If there is one downside to the data.table package, it is that I find the syntax quite dense. Especially as you begin to build more complex workflows, or need / want to set parameters in your function calls (e.g. the heatmap). Building longer chains, each with more atomic operations helped with the readability. The other issue here is that chaining returns not only the output (e.g. the plot), but also the final data table. This is slightly annoying, if it is just the output that you are after (for example the fitted model from factanal, or a plot object).

The analysis itself was somewhat interesting. We identified a number of gene clusters and were able to confirm these clusters using two different methods (heirarchical clustering and factor analysis). Are these gene clusters biologically relevant? I have no idea. But it seems likely that the imbalance in tissue samples is an issue that should be considered carefully.


## Tissue predictions

This is really interesting... Using the factor loadings before, we will find the maximal loading for each tiisue and then investigate if there are trends in the types of tissue loading on each factor. As a quick exmaple, I wil look at factor 2 and 6 (loosely these are the ABCG2 factors):

```{r}
dim(fData)
dim(fit$loadings)
loadTissues <- fData %*% fit$loadings

tissueMax <- apply(loadTissues, 1, which.max)
head(tissueMax)

# number of tissues loading per factor:
unlist(lapply(1:7, function (x) sum(tissueMax == x)))

# tissue types on factor 2:
key(dict)
plot(log(table(dict[names(tissueMax)[tissueMax == 2], SMTS])),
     las = 3, ylab = "log(N)")

# tissue types on factor 6:
plot(table(dict[names(tissueMax)[tissueMax == 6], SMTS]),
     las = 3, ylab = "log(N)")
```

Cool! Now, let's look at all of the factors:

```{r}
setkey(dict, SAMPID)
par(mfrow = c(4, 2))

for (x in 1:7) {

    plot(log2(table(
        dict[names(tissueMax)[tissueMax == x], SMTS]
    ) + 1), las = 3, ylab = "log2(N)", main = sprintf("Factor %s", x))
}

par(mfrow =c(1, 1))

```

This is great - and there is some sense in this.
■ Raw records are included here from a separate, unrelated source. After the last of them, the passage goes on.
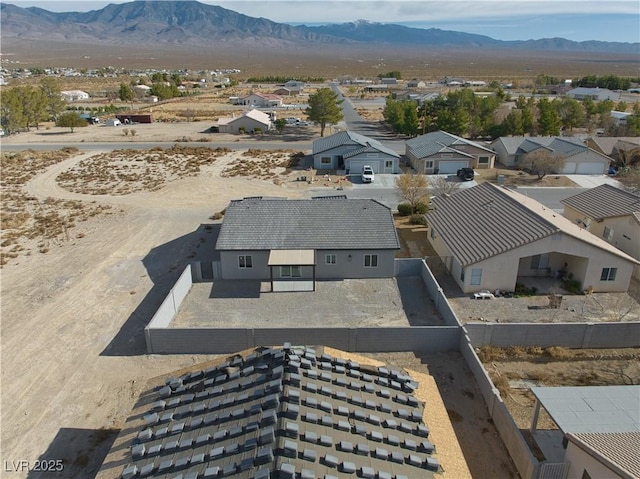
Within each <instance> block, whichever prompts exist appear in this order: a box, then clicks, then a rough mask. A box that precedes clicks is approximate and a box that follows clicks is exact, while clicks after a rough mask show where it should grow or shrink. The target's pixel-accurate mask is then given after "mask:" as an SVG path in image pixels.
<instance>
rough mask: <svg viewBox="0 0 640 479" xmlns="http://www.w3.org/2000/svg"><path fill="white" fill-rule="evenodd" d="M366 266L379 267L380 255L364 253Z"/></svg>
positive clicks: (371, 267)
mask: <svg viewBox="0 0 640 479" xmlns="http://www.w3.org/2000/svg"><path fill="white" fill-rule="evenodd" d="M364 267H365V268H377V267H378V255H377V254H365V255H364Z"/></svg>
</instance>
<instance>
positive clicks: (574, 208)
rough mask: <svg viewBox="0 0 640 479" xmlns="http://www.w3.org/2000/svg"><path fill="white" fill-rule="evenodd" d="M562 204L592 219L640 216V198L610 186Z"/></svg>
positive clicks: (619, 188)
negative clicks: (611, 217)
mask: <svg viewBox="0 0 640 479" xmlns="http://www.w3.org/2000/svg"><path fill="white" fill-rule="evenodd" d="M562 203H563V204H564V205H566V206H570V207H571V208H573V209H575V210H577V211H580V212H582V213H584V214H585V215H587V216H589V217H591V218H594V219H600V218H611V217H614V216H626V215H638V214H640V196H638V195H635V194H633V193H630V192H628V191H625V190H622V189H620V188H616V187H615V186H611V185H601V186H597V187H596V188H592V189H589V190H587V191H583V192H582V193H578V194H577V195H573V196H570V197H568V198H566V199H564V200H562Z"/></svg>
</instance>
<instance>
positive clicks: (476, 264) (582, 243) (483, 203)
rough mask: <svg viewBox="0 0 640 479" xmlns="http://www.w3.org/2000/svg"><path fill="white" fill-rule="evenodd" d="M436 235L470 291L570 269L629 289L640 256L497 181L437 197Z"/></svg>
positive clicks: (434, 198)
mask: <svg viewBox="0 0 640 479" xmlns="http://www.w3.org/2000/svg"><path fill="white" fill-rule="evenodd" d="M431 204H432V206H431V208H432V209H431V211H430V212H429V213H427V215H426V217H427V221H428V224H429V226H430V231H429V235H428V239H429V242H430V243H431V244H432V246H433V247H434V249H435V251H436V252H437V254H438V256H439V257H440V258H442V260H443V262H444V264H445V266H446V268H447V270H448V271H450V273H451V275H452V277H453V279H454V280H455V281H456V283H457V284H458V285H459V286H460V288H461V289H462V291H463V292H465V293H473V292H477V291H480V290H491V291H493V290H496V289H499V290H502V291H514V290H515V287H516V283H518V282H519V279H520V278H525V277H532V276H551V277H553V276H560V275H562V276H566V277H569V278H572V279H574V280H577V281H579V282H580V284H581V287H582V288H583V289H585V290H587V289H591V290H593V291H595V292H625V291H627V290H628V289H629V282H630V280H631V275H632V273H633V269H634V266H636V265H637V264H640V263H638V261H636V260H635V259H634V258H632V257H631V256H629V255H628V254H626V253H624V252H622V251H620V250H619V249H617V248H616V247H614V246H612V245H610V244H609V243H607V242H606V241H604V240H603V239H602V238H599V237H597V236H595V235H593V234H591V233H589V232H588V231H585V230H584V229H583V228H580V227H579V226H578V225H576V224H574V223H573V222H571V221H570V220H569V219H567V218H565V217H564V216H562V215H560V214H559V213H556V212H555V211H554V210H551V209H549V208H547V207H545V206H543V205H542V204H540V203H538V202H537V201H535V200H532V199H531V198H528V197H526V196H524V195H521V194H519V193H516V192H515V191H512V190H509V189H507V188H504V187H498V186H495V185H493V184H491V183H482V184H481V185H478V186H474V187H472V188H469V189H465V190H462V191H459V192H457V193H455V194H453V195H440V196H436V197H433V198H432V199H431Z"/></svg>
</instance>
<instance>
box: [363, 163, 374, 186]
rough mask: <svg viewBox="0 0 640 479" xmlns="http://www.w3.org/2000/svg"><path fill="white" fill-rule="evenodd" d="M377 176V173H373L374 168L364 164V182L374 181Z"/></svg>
mask: <svg viewBox="0 0 640 479" xmlns="http://www.w3.org/2000/svg"><path fill="white" fill-rule="evenodd" d="M374 178H375V174H374V173H373V168H371V167H370V166H369V165H364V166H363V167H362V182H363V183H373V180H374Z"/></svg>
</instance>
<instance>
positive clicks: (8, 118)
mask: <svg viewBox="0 0 640 479" xmlns="http://www.w3.org/2000/svg"><path fill="white" fill-rule="evenodd" d="M0 121H1V122H2V126H3V128H4V129H5V130H7V133H13V132H15V131H18V130H20V129H22V128H24V127H25V126H26V118H25V116H24V113H23V111H22V102H21V101H20V97H19V96H18V92H17V89H16V88H11V89H8V90H3V92H2V101H1V102H0Z"/></svg>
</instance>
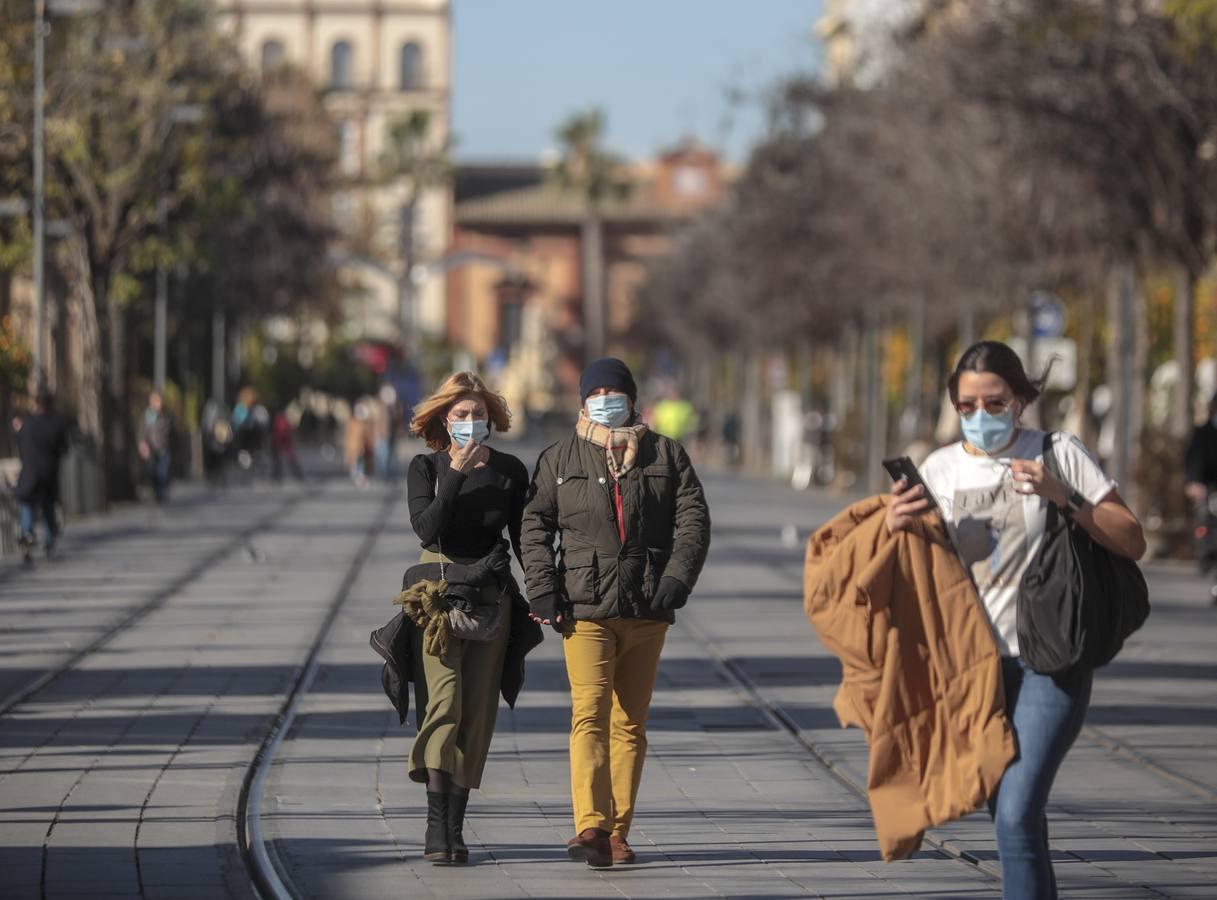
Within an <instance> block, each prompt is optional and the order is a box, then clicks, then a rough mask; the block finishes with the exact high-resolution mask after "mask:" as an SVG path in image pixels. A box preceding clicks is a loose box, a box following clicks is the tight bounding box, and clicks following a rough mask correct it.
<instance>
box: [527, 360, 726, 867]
mask: <svg viewBox="0 0 1217 900" xmlns="http://www.w3.org/2000/svg"><path fill="white" fill-rule="evenodd" d="M579 393H581V395H582V399H583V409H582V410H581V411H579V417H578V421H577V423H576V427H574V432H573V433H572V434H571V435H570V437H567V438H566V439H563V440H561V441H559V443H557V444H554V445H553V446H550V448H549V449H548V450H545V452H544V454H542V457H540V460H539V461H538V463H537V471H535V473H534V476H533V482H532V486H531V488H529V501H528V508H527V511H526V512H525V525H523V536H522V544H523V553H525V573H526V576H527V581H528V596H529V601H531V606H532V614H533V618H534V620H537V621H539V623H542V624H546V625H553V626H554V628H556V629H557V630H560V631H561V632H562V635H563V637H562V649H563V652H565V656H566V673H567V677H568V679H570V682H571V797H572V800H573V806H574V832H576V834H574V838H572V839H571V840H570V842H568V843H567V854H568V855H570V857H571V859H572V860H582V861H585V862H587V864H588V865H589V866H593V867H596V868H600V867H606V866H612V865H613V864H615V862H621V864H632V862H634V861H635V854H634V850H633V849H632V848H630V845H629V840H628V837H629V828H630V823H632V821H633V819H634V803H635V799H636V797H638V786H639V782H640V781H641V777H643V764H644V761H645V756H646V719H647V713H649V710H650V705H651V693H652V691H654V688H655V677H656V673H657V671H658V665H660V653H661V651H662V649H663V640H664V637H666V635H667V631H668V626H669V625H671V624H672V623H673V621H675V613H674V611H675V609H679V608H680V607H683V606H684V604H685V602H686V601H688V598H689V592H690V591H691V590H692V589H694V586H695V585H696V583H697V576H699V575H700V574H701V568H702V566H703V564H705V562H706V553H707V551H708V549H710V511H708V508H707V506H706V497H705V494H703V493H702V488H701V483H700V482H699V480H697V473H696V472H694V468H692V463H691V462H690V461H689V456H688V454H686V452H685V450H684V448H683V446H680V444H678V443H677V441H674V440H671V439H668V438H664V437H662V435H660V434H656V433H655V432H654V431H651V429H650V428H647V427H646V424H645V423H643V422H641V421H639V418H638V415H636V414H635V411H634V404H635V401H636V400H638V388H636V387H635V384H634V377H633V375H632V373H630V371H629V369H628V367H627V366H626V364H624V362H622V361H621V360H617V359H601V360H596V361H595V362H591V364H590V365H589V366H588V367H587V370H585V371H584V372H583V376H582V378H581V382H579ZM555 539H556V540H559V542H560V546H559V550H557V551H555V549H554V546H555Z"/></svg>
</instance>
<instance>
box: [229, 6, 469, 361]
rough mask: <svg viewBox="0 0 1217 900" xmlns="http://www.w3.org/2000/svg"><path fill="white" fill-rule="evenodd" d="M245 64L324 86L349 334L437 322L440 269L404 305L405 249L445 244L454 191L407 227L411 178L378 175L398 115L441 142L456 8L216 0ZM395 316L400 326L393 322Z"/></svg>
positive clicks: (451, 90) (448, 235)
mask: <svg viewBox="0 0 1217 900" xmlns="http://www.w3.org/2000/svg"><path fill="white" fill-rule="evenodd" d="M215 2H217V6H218V9H219V11H220V16H221V21H223V23H224V24H225V27H228V28H231V30H232V33H234V35H235V38H236V40H237V43H239V45H240V46H241V50H242V54H243V55H245V56H246V58H247V60H248V62H249V63H251V66H253V67H254V68H256V69H259V71H267V69H269V68H273V67H275V66H282V64H288V66H295V67H298V68H299V69H302V71H304V72H305V73H308V74H309V77H310V78H312V79H313V80H314V81H315V83H316V85H318V86H319V88H321V89H323V90H324V91H325V106H326V109H327V111H329V112H330V114H331V116H332V117H333V122H335V128H336V129H337V135H338V147H340V151H338V169H340V175H341V178H342V182H341V184H342V186H341V189H340V190H338V191H336V192H335V195H333V221H335V225H336V227H337V229H338V231H340V232H341V235H342V243H341V247H338V248H337V252H338V253H341V254H342V258H343V269H342V285H343V288H344V296H346V303H347V305H346V319H347V321H346V331H347V332H348V333H347V337H350V338H357V337H364V338H374V339H385V341H394V339H397V338H398V337H399V336H400V333H402V325H404V326H405V327H406V328H408V330H409V328H413V330H414V333H415V334H417V336H426V337H441V336H442V334H443V332H444V327H445V321H444V316H445V309H447V303H445V296H444V283H443V279H442V277H432V279H427V280H425V281H421V282H420V283H417V285H416V287H415V288H414V291H413V292H411V293H413V297H414V303H413V304H406V305H408V306H410V308H405V309H402V303H400V300H402V285H403V279H404V271H405V261H404V260H405V257H406V253H405V247H406V242H408V241H410V240H413V243H414V259H415V261H416V263H419V264H426V263H427V261H430V260H433V259H437V258H438V257H439V255H442V253H443V252H444V248H445V246H447V244H448V238H449V231H450V227H452V226H450V221H452V191H450V189H449V187H448V186H443V187H430V189H427V190H426V191H425V192H424V195H422V197H421V199H420V203H419V210H417V213H416V214H415V218H414V223H413V229H409V227H408V224H406V223H405V219H406V215H405V214H404V208H405V198H406V193H408V185H406V184H405V182H404V181H403V180H400V179H398V180H396V181H389V182H386V181H385V180H383V179H382V178H381V176H380V159H381V154H382V152H383V150H385V144H386V139H387V135H388V129H389V128H391V125H392V123H393V122H394V120H396V119H398V118H399V117H402V116H405V114H408V113H411V112H415V111H424V112H426V113H428V116H430V119H431V129H430V135H428V140H430V141H431V142H433V145H434V146H436V147H441V146H445V145H447V144H448V140H449V129H450V103H452V15H450V7H449V2H448V0H327V1H326V2H318V1H316V0H215ZM399 316H400V317H402V319H404V322H399Z"/></svg>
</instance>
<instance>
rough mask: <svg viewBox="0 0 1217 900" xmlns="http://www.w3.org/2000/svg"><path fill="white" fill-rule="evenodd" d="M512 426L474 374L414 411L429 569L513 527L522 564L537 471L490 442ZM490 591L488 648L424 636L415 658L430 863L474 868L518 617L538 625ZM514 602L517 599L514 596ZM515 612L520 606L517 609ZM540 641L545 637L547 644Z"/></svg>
mask: <svg viewBox="0 0 1217 900" xmlns="http://www.w3.org/2000/svg"><path fill="white" fill-rule="evenodd" d="M510 424H511V414H510V412H509V411H507V404H506V401H505V400H504V399H503V398H501V396H500V395H499V394H495V393H493V392H492V390H489V389H488V388H487V387H486V384H484V383H483V382H482V379H481V378H478V377H477V376H476V375H473V373H472V372H458V373H456V375H453V376H452V377H449V378H448V379H447V381H445V382H444V383H443V386H441V388H439V390H437V392H436V393H434V394H432V395H431V396H430V398H427V399H426V400H424V401H422V403H421V404H419V406H417V407H416V409H415V414H414V420H413V422H411V423H410V431H411V433H413V434H414V435H415V437H419V438H422V439H424V440H426V441H427V446H428V448H431V450H432V452H430V454H422V455H420V456H415V457H414V460H413V461H411V462H410V468H409V471H408V473H406V493H408V496H409V506H410V524H411V525H413V527H414V533H415V534H416V535H417V536H419V540H420V541H421V542H422V556H421V559H420V562H422V563H438V562H443V563H444V564H447V566H452V564H454V563H455V564H461V566H469V564H473V563H476V562H478V561H479V559H483V558H484V557H487V556H488V555H489V553H492V552H493V551H494V550H495V547H497V546H499V544H500V541H501V540H503V531H504V529H506V531H507V535H509V536H510V539H511V547H512V550H514V551H515V555H516V558H517V559H520V523H521V518H522V516H523V508H525V495H526V493H527V490H528V471H527V469H526V468H525V465H523V463H522V462H521V461H520V460H517V459H516V457H515V456H511V455H510V454H505V452H500V451H498V450H492V449H490V448H489V446H488V445H487V443H486V441H487V440H488V439H489V437H490V427H492V426H493V427H494V428H495V429H497V431H499V432H505V431H507V428H509V427H510ZM509 581H510V584H509V587H507V590H506V591H505V592H503V591H500V590H499V589H498V587H497V586H488V587H487V592H486V596H484V598H483V600H484V601H486V602H488V603H492V604H493V603H500V604H501V606H503V609H501V614H503V618H504V623H503V626H501V628H500V629H499V631H498V636H497V637H494V639H492V640H488V641H478V640H461V639H456V637H454V639H453V640H452V647H450V649H449V653H448V654H447V656H443V657H438V656H431V654H430V653H426V652H425V651H424V647H422V632H421V630H415V632H414V636H413V640H414V642H415V645H416V646H415V647H414V652H413V659H414V668H415V670H414V673H413V677H411V680H413V681H414V682H415V694H416V707H415V708H416V711H415V716H416V718H417V725H419V733H417V736H416V737H415V739H414V744H413V747H411V748H410V761H409V775H410V778H411V780H413V781H416V782H421V783H425V784H426V786H427V836H426V849H425V850H424V856H425V859H427V860H430V861H432V862H441V864H445V862H456V864H460V862H465V861H467V860H469V848H467V846H466V845H465V840H464V834H462V825H464V817H465V808H466V804H467V803H469V792H470V789H472V788H477V787H479V786H481V782H482V770H483V769H484V766H486V759H487V755H488V754H489V749H490V738H492V737H493V735H494V724H495V719H497V716H498V709H499V692H500V688H501V686H503V680H504V659H505V658H506V656H507V645H509V642H510V640H511V631H512V630H517V631H518V629H512V626H511V620H512V617H517V618H518V619H520V621H517V625H520V626H525V625H527V626H531V628H533V629H535V626H532V625H531V624H529V623H528V620H527V614H528V608H527V604H526V603H525V601H523V597H522V596H521V595H520V590H518V587H516V586H515V583H514V581H511V580H510V578H509ZM509 597H510V598H509ZM512 607H516V608H515V609H514V608H512ZM538 641H539V637H538Z"/></svg>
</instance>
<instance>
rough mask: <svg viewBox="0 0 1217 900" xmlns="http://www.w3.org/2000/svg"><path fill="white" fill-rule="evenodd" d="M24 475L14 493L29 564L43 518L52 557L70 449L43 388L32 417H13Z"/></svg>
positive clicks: (65, 437) (57, 527)
mask: <svg viewBox="0 0 1217 900" xmlns="http://www.w3.org/2000/svg"><path fill="white" fill-rule="evenodd" d="M12 426H13V429H15V431H16V433H17V441H16V443H17V454H18V456H19V457H21V474H19V476H18V477H17V486H16V489H15V490H13V494H15V495H16V497H17V505H18V506H17V514H18V522H19V529H21V534H19V538H18V542H19V545H21V551H22V556H23V557H24V559H26V562H27V563H32V562H33V561H34V545H35V538H37V534H35V523H37V521H38V519H39V518H41V519H43V524H44V528H45V529H46V534H45V536H44V544H43V546H44V547H45V550H46V555H47V556H50V555H51V553H52V551H54V550H55V541H56V539H57V538H58V534H60V525H58V519H57V512H56V506H57V504H58V501H60V462H61V461H62V460H63V456H65V454H67V451H68V426H67V423H66V422H65V421H63V420H62V418H61V417H60V416H58V415H57V414H56V412H55V395H54V394H51V393H50V392H49V390H41V392H39V393H38V395H37V398H35V399H34V411H33V414H32V415H29V416H23V417H19V418H15V420H13V423H12Z"/></svg>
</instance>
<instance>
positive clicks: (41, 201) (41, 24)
mask: <svg viewBox="0 0 1217 900" xmlns="http://www.w3.org/2000/svg"><path fill="white" fill-rule="evenodd" d="M45 32H46V0H34V210H33V212H34V223H33V225H34V227H33V231H34V320H35V327H34V383H35V386H37V388H38V389H41V388H43V387H45V384H46V373H45V371H44V370H43V343H44V341H45V339H46V271H45V264H46V251H45V247H44V242H45V240H46V221H45V215H46V207H45V202H44V193H45V179H46V175H45V173H44V170H43V167H44V163H45V159H44V157H45V153H44V148H43V134H44V130H45V122H44V117H43V103H44V99H43V95H44V92H45V90H46V34H45Z"/></svg>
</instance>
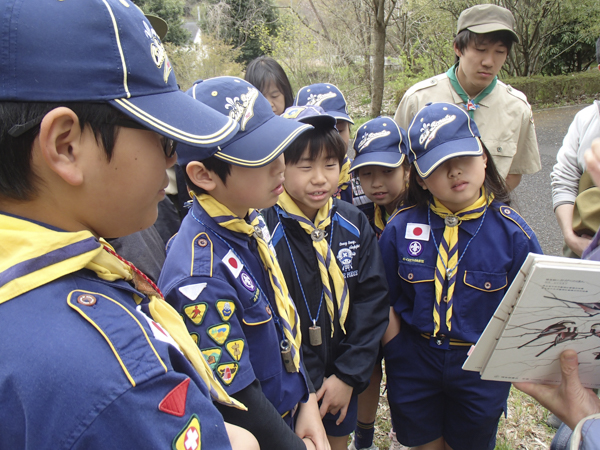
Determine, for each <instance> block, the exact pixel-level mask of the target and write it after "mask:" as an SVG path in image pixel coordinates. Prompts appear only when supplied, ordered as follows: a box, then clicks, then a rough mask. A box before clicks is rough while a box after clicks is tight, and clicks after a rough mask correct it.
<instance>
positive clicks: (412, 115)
mask: <svg viewBox="0 0 600 450" xmlns="http://www.w3.org/2000/svg"><path fill="white" fill-rule="evenodd" d="M429 102H446V103H455V104H457V105H463V104H464V101H463V100H462V99H461V98H460V96H459V95H458V93H457V92H456V91H455V90H454V89H453V88H452V85H451V84H450V80H449V79H448V76H447V75H446V74H445V73H444V74H441V75H437V76H435V77H432V78H429V79H427V80H424V81H421V82H420V83H417V84H415V85H414V86H412V87H411V88H410V89H409V90H408V91H406V94H404V97H402V100H401V101H400V105H398V109H397V110H396V115H395V116H394V120H395V121H396V123H398V125H400V126H401V127H402V128H404V129H405V130H408V127H409V126H410V123H411V121H412V119H413V117H414V116H415V114H417V112H419V110H420V109H421V108H422V107H424V106H425V105H426V104H427V103H429ZM461 107H462V106H461ZM473 118H474V120H475V123H476V124H477V128H479V133H481V139H482V141H483V143H484V144H485V146H486V147H487V149H488V150H489V152H490V154H491V155H492V158H493V159H494V162H495V163H496V167H497V168H498V172H500V175H502V176H503V177H504V178H506V176H507V175H508V174H528V173H535V172H537V171H539V170H540V169H541V163H540V153H539V151H538V146H537V138H536V135H535V127H534V126H533V116H532V114H531V106H530V105H529V103H527V97H526V96H525V94H523V93H522V92H521V91H518V90H517V89H514V88H512V87H510V86H508V85H507V84H505V83H503V82H502V81H500V80H498V82H497V84H496V87H495V88H494V90H493V91H492V92H490V93H489V94H488V95H487V96H486V97H484V98H483V100H481V102H479V108H477V110H475V114H474V116H473Z"/></svg>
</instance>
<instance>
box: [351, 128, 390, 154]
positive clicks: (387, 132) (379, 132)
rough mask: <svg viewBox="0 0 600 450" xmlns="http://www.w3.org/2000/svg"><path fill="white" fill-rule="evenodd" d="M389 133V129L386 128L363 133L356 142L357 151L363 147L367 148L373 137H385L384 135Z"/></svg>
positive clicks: (375, 137)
  - Factor 2 is largely ABCG2-family genes, and there is a high liver content
  - Factor 6 includes strong contributions from TALI and FAXDC2 which are both in the ABCG2-family, and there is a high liver contribution here.
  - Although not part of the BRCA1-family (breast cancer) of genes, it is worth noting that TAL1 has clustered strongly with BRCA1 and BARD1, and this perhaps explains the high breast effect on Factor 6.
  - Factor 1 is a mess. I am not sure this tells us anything.